One of the most important  considerations in designing compression programs is that of optimizing the codelengths that are transmitted, since they are the ones that ultimately dictate the compression ratio of the file. The smaller the codewords, the smaller the resulting compressed file.

In line with this, we can improve LZW by assigning smaller codelengths at the beginning of the compression process [Welch 1984]. Since at the start the lzwcode count begins with code 256, we can assign the bit lengths to be 9 bits first (i.e., code 256 already requires 9 bits so this codelength will accommodate integer codes from 0..511), and then add more bits as necessary. Specifically, when you have already “defined” code 512, then you should assign a bit length of 10 bits to properly output the new codes (512..1023).

The “variable-length” LZW coding method indeed requires an “increase in logic complexity” for the encoder and decoder [Welch 1984]. Fortunately, this technique adds to the compression ratio by about 2 to 3%, and is definitely a welcome improvement.

An “accelerated loading” of strings into the dictionary is also possible, with marked improvement in compression [Horspool 1991]. The effect in computing speed is only minimal compared to the benefit of added compression.

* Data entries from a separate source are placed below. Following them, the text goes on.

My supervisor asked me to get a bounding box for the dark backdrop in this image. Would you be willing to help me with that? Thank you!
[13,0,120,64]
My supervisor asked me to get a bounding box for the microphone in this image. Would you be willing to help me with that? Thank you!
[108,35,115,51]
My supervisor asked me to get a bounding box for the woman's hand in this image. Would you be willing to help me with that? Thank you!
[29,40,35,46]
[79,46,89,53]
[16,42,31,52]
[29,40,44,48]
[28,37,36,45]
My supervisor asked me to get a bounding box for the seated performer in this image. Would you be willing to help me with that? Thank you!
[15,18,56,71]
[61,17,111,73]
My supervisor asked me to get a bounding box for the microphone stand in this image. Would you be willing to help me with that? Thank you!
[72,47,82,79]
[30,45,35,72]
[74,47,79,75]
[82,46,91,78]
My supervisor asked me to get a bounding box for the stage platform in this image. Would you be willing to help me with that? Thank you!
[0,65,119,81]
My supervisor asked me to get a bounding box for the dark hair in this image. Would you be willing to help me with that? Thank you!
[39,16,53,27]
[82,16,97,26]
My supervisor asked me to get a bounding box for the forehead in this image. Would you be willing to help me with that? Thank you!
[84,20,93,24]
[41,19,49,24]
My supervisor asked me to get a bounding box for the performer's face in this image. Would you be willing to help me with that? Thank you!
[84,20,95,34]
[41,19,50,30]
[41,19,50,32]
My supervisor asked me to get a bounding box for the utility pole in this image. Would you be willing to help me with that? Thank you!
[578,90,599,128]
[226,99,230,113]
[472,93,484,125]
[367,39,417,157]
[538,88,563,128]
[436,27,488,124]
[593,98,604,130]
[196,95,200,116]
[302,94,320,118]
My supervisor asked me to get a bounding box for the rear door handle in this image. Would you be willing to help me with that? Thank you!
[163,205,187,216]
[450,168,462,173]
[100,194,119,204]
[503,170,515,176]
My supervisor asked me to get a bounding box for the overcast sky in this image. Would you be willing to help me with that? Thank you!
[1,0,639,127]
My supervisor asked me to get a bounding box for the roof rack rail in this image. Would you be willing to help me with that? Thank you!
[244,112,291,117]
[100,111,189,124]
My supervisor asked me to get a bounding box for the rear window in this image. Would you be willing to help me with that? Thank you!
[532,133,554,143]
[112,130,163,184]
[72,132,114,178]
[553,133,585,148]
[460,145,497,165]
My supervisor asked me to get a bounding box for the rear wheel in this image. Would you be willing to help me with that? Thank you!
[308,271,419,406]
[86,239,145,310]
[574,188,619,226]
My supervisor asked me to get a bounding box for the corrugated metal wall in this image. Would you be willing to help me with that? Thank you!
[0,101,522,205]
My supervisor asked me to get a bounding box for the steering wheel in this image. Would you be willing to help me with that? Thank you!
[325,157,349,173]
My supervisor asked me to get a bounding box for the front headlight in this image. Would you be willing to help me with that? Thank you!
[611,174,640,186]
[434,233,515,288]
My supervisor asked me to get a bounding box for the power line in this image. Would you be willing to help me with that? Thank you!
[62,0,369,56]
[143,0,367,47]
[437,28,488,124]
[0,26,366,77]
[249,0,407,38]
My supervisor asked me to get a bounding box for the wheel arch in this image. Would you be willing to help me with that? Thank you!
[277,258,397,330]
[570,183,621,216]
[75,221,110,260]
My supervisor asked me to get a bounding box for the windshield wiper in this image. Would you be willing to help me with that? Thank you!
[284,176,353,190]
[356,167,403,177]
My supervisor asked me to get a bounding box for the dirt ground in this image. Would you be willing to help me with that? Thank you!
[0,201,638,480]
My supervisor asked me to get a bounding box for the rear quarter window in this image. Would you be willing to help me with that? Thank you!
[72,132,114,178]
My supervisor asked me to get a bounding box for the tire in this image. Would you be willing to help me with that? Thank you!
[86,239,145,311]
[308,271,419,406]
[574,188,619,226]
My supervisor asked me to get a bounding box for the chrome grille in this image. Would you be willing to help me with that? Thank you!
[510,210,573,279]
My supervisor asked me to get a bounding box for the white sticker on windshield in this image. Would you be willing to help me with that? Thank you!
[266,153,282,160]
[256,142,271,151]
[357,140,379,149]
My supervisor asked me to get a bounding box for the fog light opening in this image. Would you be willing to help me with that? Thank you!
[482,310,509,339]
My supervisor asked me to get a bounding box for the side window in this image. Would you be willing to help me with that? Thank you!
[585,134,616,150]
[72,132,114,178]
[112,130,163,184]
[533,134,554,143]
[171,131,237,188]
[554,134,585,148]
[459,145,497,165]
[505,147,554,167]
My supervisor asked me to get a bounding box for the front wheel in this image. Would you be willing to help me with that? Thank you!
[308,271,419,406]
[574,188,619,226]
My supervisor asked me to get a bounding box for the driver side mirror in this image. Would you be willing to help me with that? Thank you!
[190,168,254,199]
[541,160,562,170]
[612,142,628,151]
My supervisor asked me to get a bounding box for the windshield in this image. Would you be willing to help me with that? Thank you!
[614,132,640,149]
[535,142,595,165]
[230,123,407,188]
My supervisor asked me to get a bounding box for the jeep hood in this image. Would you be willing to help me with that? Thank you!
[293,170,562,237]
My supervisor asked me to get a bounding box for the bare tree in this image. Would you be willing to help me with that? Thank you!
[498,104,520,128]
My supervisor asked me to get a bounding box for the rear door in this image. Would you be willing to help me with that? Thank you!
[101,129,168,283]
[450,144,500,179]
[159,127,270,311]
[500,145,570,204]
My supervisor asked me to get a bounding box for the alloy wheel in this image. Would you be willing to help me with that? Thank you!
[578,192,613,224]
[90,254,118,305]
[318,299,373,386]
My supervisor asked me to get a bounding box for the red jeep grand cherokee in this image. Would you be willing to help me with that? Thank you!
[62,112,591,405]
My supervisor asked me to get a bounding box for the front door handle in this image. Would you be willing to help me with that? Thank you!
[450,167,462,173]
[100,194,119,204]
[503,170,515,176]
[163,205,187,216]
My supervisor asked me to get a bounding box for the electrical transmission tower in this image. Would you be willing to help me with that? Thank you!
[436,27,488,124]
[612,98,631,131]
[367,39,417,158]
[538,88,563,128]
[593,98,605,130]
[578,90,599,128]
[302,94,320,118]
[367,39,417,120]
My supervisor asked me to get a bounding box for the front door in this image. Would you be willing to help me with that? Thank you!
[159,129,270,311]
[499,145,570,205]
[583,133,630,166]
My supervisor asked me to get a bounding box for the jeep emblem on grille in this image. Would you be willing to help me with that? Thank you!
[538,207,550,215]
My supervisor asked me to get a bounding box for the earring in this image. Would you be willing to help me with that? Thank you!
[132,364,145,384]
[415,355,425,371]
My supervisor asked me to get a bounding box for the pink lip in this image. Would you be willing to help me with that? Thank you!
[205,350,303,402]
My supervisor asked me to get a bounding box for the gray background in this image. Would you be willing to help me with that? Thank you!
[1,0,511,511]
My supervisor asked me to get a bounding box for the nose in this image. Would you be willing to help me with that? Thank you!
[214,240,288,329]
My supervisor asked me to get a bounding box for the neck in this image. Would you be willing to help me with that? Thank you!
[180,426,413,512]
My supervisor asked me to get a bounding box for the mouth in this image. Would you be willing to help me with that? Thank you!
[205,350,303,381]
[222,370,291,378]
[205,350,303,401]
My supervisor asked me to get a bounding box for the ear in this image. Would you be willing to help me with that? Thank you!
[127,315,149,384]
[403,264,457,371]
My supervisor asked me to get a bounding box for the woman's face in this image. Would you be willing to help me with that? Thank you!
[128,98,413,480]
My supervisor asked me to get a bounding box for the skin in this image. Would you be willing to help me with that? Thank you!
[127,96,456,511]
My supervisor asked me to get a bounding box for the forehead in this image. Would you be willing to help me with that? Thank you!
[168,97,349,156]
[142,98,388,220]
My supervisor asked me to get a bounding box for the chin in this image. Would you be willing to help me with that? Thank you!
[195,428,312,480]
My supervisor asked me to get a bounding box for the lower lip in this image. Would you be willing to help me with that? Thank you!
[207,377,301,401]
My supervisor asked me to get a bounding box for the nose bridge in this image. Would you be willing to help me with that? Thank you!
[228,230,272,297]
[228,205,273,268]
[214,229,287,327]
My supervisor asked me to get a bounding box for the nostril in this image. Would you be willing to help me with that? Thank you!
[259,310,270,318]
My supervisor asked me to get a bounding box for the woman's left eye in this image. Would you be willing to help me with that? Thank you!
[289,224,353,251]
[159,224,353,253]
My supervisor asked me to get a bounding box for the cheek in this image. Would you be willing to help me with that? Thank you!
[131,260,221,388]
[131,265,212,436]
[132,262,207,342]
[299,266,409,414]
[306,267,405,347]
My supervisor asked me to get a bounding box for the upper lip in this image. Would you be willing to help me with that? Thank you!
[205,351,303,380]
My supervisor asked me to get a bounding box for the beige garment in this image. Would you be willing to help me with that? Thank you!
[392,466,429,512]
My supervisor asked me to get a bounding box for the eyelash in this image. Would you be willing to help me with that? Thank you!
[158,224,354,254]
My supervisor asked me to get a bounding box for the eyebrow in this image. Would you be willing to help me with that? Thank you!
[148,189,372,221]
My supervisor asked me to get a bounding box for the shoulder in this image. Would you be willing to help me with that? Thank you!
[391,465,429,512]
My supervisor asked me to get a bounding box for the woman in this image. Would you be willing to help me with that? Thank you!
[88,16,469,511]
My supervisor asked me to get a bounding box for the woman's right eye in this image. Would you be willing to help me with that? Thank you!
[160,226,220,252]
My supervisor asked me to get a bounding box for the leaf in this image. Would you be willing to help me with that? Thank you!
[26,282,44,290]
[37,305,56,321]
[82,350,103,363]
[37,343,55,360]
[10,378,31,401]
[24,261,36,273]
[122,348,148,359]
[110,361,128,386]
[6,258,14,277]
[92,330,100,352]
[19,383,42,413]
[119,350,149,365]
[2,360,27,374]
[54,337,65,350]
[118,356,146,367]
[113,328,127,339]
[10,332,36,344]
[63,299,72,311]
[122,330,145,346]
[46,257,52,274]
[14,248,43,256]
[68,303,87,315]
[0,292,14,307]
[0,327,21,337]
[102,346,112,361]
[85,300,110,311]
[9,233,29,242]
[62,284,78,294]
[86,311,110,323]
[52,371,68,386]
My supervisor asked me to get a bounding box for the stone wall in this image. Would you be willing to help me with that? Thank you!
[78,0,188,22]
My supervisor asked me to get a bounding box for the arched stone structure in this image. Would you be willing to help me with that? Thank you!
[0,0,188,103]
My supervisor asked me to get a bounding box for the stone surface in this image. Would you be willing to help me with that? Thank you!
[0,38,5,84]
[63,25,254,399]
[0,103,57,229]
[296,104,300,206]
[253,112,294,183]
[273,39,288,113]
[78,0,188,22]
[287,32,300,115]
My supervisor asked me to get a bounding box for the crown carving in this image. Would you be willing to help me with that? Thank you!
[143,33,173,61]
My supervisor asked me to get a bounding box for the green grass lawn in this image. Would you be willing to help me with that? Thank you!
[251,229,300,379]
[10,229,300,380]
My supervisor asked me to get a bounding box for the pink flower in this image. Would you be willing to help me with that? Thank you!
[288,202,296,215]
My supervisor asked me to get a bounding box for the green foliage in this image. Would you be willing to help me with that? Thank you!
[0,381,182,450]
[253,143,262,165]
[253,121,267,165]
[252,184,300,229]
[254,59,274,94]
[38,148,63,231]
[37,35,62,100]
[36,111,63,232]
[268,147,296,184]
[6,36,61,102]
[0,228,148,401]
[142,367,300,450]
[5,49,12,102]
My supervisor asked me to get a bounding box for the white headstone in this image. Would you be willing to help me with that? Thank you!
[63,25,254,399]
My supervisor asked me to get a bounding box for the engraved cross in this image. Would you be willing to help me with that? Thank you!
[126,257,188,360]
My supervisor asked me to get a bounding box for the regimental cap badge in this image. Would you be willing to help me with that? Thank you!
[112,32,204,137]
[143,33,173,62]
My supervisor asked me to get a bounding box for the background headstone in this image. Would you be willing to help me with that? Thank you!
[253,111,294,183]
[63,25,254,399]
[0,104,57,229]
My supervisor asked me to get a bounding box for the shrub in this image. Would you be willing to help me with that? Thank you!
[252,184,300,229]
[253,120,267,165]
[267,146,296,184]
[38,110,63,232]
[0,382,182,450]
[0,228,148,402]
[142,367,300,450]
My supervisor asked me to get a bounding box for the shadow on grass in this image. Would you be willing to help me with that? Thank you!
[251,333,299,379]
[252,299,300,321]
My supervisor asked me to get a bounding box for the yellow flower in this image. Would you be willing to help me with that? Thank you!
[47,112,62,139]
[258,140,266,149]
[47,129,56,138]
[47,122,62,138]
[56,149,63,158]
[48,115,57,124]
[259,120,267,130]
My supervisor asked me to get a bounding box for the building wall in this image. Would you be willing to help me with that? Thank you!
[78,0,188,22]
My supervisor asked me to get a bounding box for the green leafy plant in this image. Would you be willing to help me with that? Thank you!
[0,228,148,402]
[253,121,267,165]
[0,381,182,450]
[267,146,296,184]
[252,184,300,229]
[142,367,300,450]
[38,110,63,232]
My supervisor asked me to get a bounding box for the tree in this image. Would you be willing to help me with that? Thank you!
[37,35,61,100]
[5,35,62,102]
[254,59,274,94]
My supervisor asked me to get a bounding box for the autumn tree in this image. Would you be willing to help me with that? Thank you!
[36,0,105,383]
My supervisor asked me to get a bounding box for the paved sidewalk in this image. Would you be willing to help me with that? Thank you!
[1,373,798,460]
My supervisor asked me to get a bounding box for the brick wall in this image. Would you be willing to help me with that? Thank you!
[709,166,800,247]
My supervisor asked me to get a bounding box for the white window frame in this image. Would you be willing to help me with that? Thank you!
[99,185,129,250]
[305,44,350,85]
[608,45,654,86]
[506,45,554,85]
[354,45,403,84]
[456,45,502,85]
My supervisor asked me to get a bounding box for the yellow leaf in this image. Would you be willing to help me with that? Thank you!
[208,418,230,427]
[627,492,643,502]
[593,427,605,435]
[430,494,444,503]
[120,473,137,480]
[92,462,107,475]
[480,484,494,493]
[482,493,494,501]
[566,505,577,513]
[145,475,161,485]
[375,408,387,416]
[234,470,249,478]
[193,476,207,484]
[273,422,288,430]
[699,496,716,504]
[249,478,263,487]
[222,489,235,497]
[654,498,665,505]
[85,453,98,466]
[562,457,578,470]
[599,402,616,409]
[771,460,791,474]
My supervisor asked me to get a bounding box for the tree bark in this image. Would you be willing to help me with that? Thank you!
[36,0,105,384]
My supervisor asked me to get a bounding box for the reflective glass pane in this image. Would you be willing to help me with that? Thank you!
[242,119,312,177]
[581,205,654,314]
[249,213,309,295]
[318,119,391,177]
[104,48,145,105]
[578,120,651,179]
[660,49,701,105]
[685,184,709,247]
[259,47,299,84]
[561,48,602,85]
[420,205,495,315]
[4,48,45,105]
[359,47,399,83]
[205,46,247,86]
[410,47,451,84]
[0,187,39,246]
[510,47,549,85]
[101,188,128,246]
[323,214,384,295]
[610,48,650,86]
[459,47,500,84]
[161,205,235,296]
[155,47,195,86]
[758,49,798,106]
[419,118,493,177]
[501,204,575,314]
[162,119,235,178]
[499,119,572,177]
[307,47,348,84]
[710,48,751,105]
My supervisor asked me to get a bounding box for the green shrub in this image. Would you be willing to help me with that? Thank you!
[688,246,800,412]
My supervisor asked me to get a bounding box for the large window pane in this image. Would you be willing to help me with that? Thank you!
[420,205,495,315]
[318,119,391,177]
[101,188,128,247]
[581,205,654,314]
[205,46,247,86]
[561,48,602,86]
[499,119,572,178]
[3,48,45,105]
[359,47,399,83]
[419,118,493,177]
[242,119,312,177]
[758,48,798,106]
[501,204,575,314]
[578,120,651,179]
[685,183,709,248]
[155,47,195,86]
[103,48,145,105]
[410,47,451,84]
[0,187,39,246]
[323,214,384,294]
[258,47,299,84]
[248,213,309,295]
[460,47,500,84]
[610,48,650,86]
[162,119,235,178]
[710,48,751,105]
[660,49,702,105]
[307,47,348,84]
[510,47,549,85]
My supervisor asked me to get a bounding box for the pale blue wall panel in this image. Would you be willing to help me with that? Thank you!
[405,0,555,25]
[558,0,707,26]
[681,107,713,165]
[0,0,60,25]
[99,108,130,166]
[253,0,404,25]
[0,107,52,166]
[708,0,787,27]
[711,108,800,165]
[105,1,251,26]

For LZW coding, a hash data structure is best in terms of both speed and memory consumption. The Unix compress program (also known as LZC) uses hashing to implement LZW. The simple hash function in LZC (i.e., SHL + XOR) is very good, and the design of the probing function also teaches the reader a great deal about hashing in general. That is, the probing function of any hashing scheme must also be a function of the preceding computed hash value—to take advantage of the computations “already performed” by the first hash function. 


***


References

1.] J. Ziv and A. Lempel, “Compression of Individual Sequences via Variable-rate Coding,” IEEE Transactions on Information Theory IT24, (1978), pp.530-536.

2.] T. Welch, “A Technique for High-Performance Data Compression,” Computer, June 1984.

3.]   R. N. Horspool, “Improving LZW,” Proceedings of Data Compression Conference, DCC ’91, IEEE Computer Society Press, April 1991, pp. 332-341.

 

Source Code:

LZW - shows various LZW implementations via (1) a ternary search tree (TST) data structure; (2) Unix's LZC hashing (lzwh.c); and (3) a binary search tree or BST (lzwgt.c). Lzwh and lzwgt are better and faster than compress 4.3d. Lzwg is new and features optional bitsize (default=16) of dictionary string table size CODE_MAX (default=65536). Lzwg is standard LZW but resets the dictionary after some CODE_MAX+4K codes are transmitted. Lzwhc is a single file LZW codec via hashing, faster than lzwg for larger dictionaries and bigger files. If you want the option to reset the dictionary or not, use lzwz.

Mark Nelson has written about LZW in a Dr. Dobbs Journal article as early as 1989. The source code, which is based on Unix' compress (LZC) program, is also available. Needless to say, I've learned LZW from this article, a rare gem in the data compression literature.